Pada IPO kedua klub menjual 16,7 juta saham, tetapi harga per lembarnya jatuh di bawah ekspektasi dan hanya dijual sekitar USD14. Padahal harga yang dibutuhkan pada kisaran USD16-20 per lembar. Saat ini harganya berada di USD14,56 dengan total kapitalisasi pasar USD2,38 miliar.
Bagaimanapun, terjun ke bursa saham bukan tanpa risiko. Kinerja perusahaan di pasar keuangan sebagian besar terkait kinerjanya di pasarnya sendiri. Ketika perusahaan barang konsumen yang bergerak cepat (FMCG) menghasilkan untung besar dalam kuartal tertentu, efeknya terasa di pasar keuangan. Harga saham perusahaan naik. Demikian pula sepak bola kinerja klub di lapangan sangat menghipnotis harga sahamnya.

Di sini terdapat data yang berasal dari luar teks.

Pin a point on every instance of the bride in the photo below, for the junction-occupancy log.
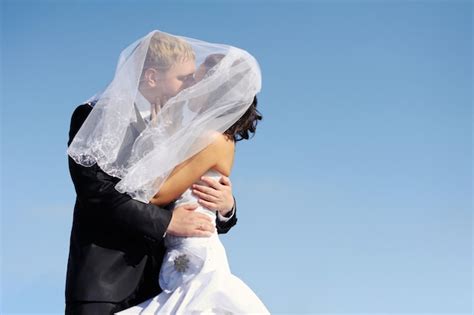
(181, 137)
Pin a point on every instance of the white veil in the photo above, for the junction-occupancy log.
(140, 141)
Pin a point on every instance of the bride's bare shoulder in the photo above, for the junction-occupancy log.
(224, 147)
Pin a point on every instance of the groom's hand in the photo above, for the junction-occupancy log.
(186, 222)
(217, 196)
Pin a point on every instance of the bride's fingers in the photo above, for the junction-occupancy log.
(204, 196)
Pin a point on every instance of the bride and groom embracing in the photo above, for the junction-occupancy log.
(150, 158)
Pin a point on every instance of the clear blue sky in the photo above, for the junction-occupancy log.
(355, 196)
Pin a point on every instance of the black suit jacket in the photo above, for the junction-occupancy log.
(116, 246)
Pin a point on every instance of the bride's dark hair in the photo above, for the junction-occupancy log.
(246, 124)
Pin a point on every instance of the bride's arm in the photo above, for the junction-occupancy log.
(190, 171)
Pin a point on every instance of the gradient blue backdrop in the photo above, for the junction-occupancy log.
(355, 196)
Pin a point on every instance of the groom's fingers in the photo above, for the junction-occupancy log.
(225, 181)
(207, 197)
(211, 182)
(205, 189)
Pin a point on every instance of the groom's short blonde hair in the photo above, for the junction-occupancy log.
(165, 50)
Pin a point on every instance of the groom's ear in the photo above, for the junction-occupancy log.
(151, 77)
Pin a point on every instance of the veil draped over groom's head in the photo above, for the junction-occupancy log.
(169, 98)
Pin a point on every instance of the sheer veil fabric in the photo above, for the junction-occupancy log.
(140, 128)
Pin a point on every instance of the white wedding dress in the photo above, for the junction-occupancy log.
(195, 276)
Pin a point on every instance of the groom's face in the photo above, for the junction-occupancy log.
(166, 84)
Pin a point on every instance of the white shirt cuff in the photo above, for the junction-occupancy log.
(225, 219)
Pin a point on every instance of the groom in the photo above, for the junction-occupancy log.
(116, 244)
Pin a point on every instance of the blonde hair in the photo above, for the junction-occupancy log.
(165, 50)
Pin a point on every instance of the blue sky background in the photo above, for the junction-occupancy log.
(355, 196)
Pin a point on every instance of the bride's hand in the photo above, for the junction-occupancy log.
(218, 196)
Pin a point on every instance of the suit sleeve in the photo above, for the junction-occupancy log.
(96, 190)
(225, 226)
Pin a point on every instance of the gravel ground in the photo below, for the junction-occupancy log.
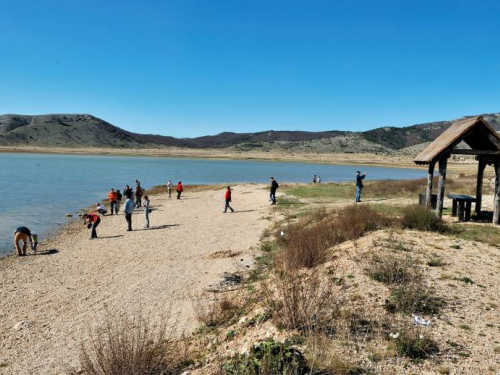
(48, 302)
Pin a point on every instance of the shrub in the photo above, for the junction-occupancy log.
(268, 357)
(392, 269)
(413, 297)
(125, 345)
(217, 313)
(301, 302)
(414, 343)
(421, 218)
(306, 244)
(352, 222)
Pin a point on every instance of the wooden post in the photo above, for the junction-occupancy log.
(479, 186)
(496, 205)
(428, 192)
(442, 179)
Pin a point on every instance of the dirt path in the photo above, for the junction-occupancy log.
(58, 296)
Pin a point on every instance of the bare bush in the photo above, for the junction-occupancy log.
(216, 313)
(129, 345)
(302, 302)
(421, 218)
(306, 244)
(392, 269)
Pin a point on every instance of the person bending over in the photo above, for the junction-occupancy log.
(22, 234)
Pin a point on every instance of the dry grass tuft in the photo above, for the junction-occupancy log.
(301, 302)
(129, 345)
(217, 313)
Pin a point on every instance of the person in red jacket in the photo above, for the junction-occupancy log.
(113, 201)
(227, 198)
(92, 220)
(179, 190)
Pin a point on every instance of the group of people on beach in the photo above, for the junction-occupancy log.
(135, 199)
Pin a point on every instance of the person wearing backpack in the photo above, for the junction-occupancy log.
(359, 185)
(274, 187)
(113, 198)
(179, 190)
(119, 197)
(227, 199)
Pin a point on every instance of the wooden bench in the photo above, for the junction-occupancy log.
(462, 206)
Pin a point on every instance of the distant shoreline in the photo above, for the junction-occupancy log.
(368, 159)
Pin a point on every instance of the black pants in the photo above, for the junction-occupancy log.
(94, 226)
(128, 217)
(273, 196)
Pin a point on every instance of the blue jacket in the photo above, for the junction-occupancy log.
(129, 206)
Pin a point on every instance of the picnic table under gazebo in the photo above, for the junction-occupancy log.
(483, 142)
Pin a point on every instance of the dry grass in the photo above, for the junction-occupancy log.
(129, 345)
(217, 313)
(301, 302)
(306, 243)
(392, 269)
(421, 218)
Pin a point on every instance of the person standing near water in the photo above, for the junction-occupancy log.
(22, 234)
(169, 188)
(113, 198)
(274, 187)
(227, 198)
(145, 205)
(128, 208)
(138, 194)
(92, 220)
(179, 189)
(359, 185)
(118, 201)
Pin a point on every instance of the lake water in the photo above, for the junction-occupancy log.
(38, 190)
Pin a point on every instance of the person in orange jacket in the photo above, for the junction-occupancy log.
(227, 198)
(113, 201)
(179, 190)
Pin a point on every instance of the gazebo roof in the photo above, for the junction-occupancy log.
(474, 131)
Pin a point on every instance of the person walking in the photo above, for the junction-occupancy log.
(274, 187)
(92, 220)
(359, 185)
(118, 201)
(127, 190)
(145, 205)
(169, 188)
(227, 198)
(22, 234)
(113, 200)
(128, 209)
(101, 209)
(139, 191)
(179, 189)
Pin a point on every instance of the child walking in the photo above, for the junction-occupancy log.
(146, 210)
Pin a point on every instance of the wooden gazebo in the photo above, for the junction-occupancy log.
(483, 142)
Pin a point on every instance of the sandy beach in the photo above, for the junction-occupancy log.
(48, 302)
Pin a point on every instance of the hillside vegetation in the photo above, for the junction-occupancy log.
(82, 130)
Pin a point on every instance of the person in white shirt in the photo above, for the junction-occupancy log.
(169, 188)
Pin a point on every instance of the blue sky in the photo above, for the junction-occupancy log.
(189, 67)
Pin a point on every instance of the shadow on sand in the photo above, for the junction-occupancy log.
(160, 227)
(47, 252)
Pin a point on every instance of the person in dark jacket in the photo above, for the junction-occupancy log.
(359, 185)
(92, 220)
(22, 234)
(274, 187)
(227, 199)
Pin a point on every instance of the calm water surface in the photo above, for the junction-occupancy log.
(38, 190)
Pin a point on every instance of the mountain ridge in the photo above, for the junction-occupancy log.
(85, 130)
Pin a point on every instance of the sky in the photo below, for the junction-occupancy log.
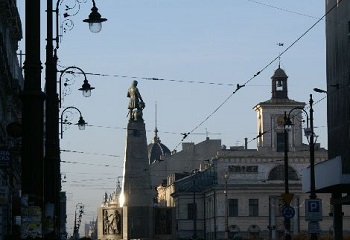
(199, 50)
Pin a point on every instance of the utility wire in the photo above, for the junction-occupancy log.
(258, 73)
(282, 9)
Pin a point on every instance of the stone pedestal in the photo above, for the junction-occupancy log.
(137, 190)
(138, 222)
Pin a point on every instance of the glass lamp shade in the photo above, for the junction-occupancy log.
(95, 20)
(95, 27)
(81, 123)
(86, 89)
(86, 93)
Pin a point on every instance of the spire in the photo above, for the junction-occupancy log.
(279, 83)
(156, 138)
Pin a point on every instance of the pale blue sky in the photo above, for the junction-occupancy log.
(222, 41)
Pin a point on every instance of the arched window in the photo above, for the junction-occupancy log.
(277, 173)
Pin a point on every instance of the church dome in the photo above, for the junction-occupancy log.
(156, 149)
(279, 73)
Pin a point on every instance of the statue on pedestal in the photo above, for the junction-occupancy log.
(136, 104)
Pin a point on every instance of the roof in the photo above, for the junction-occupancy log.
(279, 73)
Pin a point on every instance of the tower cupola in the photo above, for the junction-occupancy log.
(279, 84)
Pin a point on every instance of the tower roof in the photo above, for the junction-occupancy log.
(279, 73)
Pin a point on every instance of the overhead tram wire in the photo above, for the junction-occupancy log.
(307, 106)
(100, 154)
(258, 73)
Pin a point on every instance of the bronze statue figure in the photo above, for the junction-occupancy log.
(136, 104)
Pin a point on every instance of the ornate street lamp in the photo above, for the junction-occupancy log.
(95, 20)
(81, 122)
(51, 171)
(309, 133)
(194, 209)
(85, 88)
(77, 219)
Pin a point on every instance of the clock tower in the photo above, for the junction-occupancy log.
(270, 117)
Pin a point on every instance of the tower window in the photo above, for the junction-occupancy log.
(280, 142)
(279, 85)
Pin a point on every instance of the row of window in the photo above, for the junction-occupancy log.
(232, 208)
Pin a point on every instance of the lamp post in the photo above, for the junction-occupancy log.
(309, 132)
(51, 162)
(81, 123)
(32, 115)
(194, 205)
(85, 88)
(77, 219)
(287, 235)
(226, 177)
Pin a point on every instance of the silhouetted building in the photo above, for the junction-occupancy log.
(11, 82)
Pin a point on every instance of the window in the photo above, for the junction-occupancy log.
(253, 207)
(191, 210)
(233, 207)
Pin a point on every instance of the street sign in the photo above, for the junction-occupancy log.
(288, 211)
(313, 210)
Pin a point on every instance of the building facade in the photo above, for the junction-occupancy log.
(11, 82)
(338, 113)
(242, 192)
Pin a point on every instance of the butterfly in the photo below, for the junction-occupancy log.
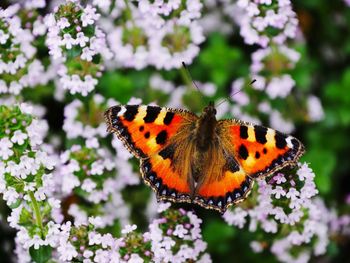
(200, 160)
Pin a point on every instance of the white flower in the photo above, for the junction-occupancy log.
(81, 39)
(135, 258)
(10, 196)
(88, 185)
(314, 108)
(5, 148)
(68, 41)
(89, 16)
(3, 37)
(67, 251)
(94, 238)
(87, 54)
(163, 206)
(63, 23)
(180, 231)
(97, 168)
(128, 229)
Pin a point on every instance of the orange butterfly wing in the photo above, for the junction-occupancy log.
(153, 134)
(261, 151)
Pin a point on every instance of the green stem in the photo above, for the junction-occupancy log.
(129, 13)
(187, 80)
(38, 218)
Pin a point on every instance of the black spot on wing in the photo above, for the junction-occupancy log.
(243, 132)
(131, 111)
(151, 114)
(260, 134)
(147, 135)
(231, 164)
(161, 137)
(243, 152)
(168, 118)
(280, 139)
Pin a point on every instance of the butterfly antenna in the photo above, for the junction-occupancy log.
(238, 91)
(190, 76)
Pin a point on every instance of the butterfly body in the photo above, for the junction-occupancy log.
(186, 158)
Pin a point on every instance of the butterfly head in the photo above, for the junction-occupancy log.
(210, 109)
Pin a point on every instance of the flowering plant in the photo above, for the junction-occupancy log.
(70, 192)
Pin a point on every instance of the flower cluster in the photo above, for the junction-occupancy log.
(85, 122)
(174, 237)
(269, 24)
(78, 44)
(284, 206)
(90, 175)
(158, 33)
(18, 66)
(267, 21)
(25, 181)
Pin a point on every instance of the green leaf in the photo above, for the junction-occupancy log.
(218, 235)
(40, 255)
(73, 52)
(322, 162)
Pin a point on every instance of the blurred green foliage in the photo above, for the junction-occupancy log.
(324, 70)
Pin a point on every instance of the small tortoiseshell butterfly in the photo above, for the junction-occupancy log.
(186, 158)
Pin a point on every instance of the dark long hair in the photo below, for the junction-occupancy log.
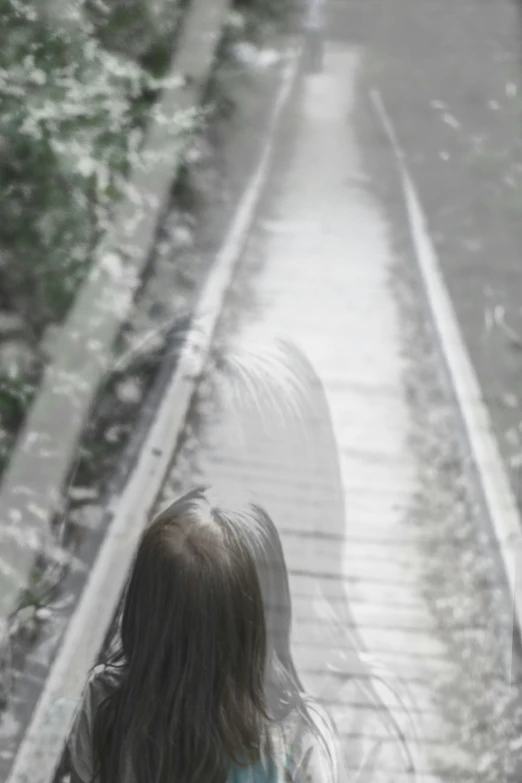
(189, 700)
(284, 691)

Ketika klub awalnya meluncurkan IPO mereka di aneka macam bursa efek, tujuannya yaitu untuk mendapat aneka macam investor. Namun, sebagian besar saham, selama bertahun-tahun, lebih banyak dibeli penggemar dari masing-masing klub sepak bola, bukan oleh orang-orang yang mencari laba di pasar saham. Fluktuasi dan kurangnya pengembalian yaitu dua alasan di baliknya.
Kasus MU, misalnya. Pasca-kepergian Sir Alex Ferguson pada 2013, klub telah melalui periode yang agak kacau dan yang telah menyebabkan fluktuasi atau guncangan. Di Italia, kinerja yang jelek telah menyebabkan Lazio menjual sahamnya dengan harga murah di bursa saham.